After three months in captivity and under abuse she -unimaginable- was able to escape. With a little bit of luck and a lot more of courage, she ended up first at a refugee camp and later in Germany, as part of the thousands of refugees welcomed in that country at the time.
The one who is writing must stop here, so that you watch her documentary and read her book. Certainly, viewers and readers can feel the pain our world is causing to other human beings because they are vulnerable by condition. Hopefully, people will have empathy.
“On Her Shoulders,” a touching and thought-provoking documentary where Nadia recounts the violence and violations to her and others, is being exhibited in several cities in the United States October throughout November. Landmark’s Embarcardero in San Francisco is showing this film on November 2nd. Her memoir “The Last Girl,” is the accompanying piece that provides further details of her saga, including how she lost most of her family and friends.

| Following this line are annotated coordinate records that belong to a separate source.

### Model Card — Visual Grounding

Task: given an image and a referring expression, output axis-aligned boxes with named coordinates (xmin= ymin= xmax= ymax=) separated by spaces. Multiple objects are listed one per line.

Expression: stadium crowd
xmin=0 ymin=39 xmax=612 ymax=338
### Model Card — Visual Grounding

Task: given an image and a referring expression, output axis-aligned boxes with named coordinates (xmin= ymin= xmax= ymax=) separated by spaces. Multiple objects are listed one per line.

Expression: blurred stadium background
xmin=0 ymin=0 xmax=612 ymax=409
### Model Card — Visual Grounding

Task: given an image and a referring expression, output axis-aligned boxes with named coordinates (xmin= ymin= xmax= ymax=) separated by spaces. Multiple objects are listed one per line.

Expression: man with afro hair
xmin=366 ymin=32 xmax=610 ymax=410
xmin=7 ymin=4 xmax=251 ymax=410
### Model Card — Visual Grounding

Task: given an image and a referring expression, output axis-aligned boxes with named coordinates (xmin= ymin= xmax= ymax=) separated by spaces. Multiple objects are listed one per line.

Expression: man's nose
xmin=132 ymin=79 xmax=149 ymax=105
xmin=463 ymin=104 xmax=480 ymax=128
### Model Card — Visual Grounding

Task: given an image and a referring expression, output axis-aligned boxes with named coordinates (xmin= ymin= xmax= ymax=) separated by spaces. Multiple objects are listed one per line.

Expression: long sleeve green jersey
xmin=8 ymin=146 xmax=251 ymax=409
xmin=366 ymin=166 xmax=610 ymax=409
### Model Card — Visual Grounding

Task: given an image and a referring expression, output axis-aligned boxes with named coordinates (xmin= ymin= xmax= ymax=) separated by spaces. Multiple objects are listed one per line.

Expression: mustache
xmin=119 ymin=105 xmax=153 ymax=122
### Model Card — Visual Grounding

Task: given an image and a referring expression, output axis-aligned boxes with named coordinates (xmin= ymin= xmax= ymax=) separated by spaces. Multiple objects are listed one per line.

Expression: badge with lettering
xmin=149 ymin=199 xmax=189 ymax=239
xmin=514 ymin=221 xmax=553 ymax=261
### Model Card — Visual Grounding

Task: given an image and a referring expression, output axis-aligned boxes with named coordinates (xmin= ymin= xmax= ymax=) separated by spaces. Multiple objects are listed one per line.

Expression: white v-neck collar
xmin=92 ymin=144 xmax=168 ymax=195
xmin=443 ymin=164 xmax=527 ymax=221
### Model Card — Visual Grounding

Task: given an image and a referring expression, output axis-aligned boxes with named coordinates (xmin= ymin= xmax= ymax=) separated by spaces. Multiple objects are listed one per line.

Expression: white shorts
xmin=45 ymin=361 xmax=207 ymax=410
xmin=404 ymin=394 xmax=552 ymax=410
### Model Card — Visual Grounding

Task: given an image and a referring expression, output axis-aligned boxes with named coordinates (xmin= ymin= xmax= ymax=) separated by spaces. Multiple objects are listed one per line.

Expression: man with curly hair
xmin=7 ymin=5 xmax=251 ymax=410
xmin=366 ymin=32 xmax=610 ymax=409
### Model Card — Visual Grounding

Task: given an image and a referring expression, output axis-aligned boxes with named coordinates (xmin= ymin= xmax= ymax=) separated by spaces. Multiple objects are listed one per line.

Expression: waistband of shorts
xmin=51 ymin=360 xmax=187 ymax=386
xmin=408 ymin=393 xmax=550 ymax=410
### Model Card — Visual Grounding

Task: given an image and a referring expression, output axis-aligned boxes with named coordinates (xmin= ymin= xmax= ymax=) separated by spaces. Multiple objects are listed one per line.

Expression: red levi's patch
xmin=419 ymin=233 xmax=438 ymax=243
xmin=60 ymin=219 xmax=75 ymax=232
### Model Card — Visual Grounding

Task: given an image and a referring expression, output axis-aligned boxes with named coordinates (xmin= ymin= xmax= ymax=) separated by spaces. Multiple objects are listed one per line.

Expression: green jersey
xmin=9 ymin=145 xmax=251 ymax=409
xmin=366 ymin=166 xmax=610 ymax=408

As an occasional film reviewer, I watched “On Her Shoulders,” and it made me realize both how petty some of our daily so-called First-world-worries are and how bad we are to each other. Because the Yazidis are far away in Iraq, and because what most of us know about that country and its national is mostly propaganda, it is hard for the common, good people to understand their suffering, to see how wrong genocide is, and how we are all part of the problem.
We also are part of the solution if we empathize and try.
How this small town girl went from a free citizen to sex slave to worldwide speaker and Nobel Peace Prize laureate is nothing short of amazing. But one must get to know Nadia and what she represents, even if from far away or through a film, a book, or other mass media.
Her aim of giving a voice to the Yazidis continues to be her goal thus it is on her shoulders. Thousands of the Yazidi people are somewhere at a refugee camp or died in that pursuit, and very few have been able to be accepted by a foreign country. The pain and the emotional wounds inflicted to Nadia’s soul are on her shoulders also. Nadia Murad as well as sexual slaves and abused women will have to deal for a lifetime with such traumatic experiences, whether in Iraq, the United States or anywhere else. And if we do not pay attention and speak up, the world will do nothing for Nadia and many others, and what is worst, we’ ll continue supporting despicable abuse to women and because of that, humanity won’t be able to evolve and transcend.
That is why Nadia’s story matters.
Watch the film on November 2nd in San Francisco at the Landmark’s Opera Plaza. The film is directed by Alexandria Bombach. It runs for 94 minutes. 2018 Sundance Film Festival Winner.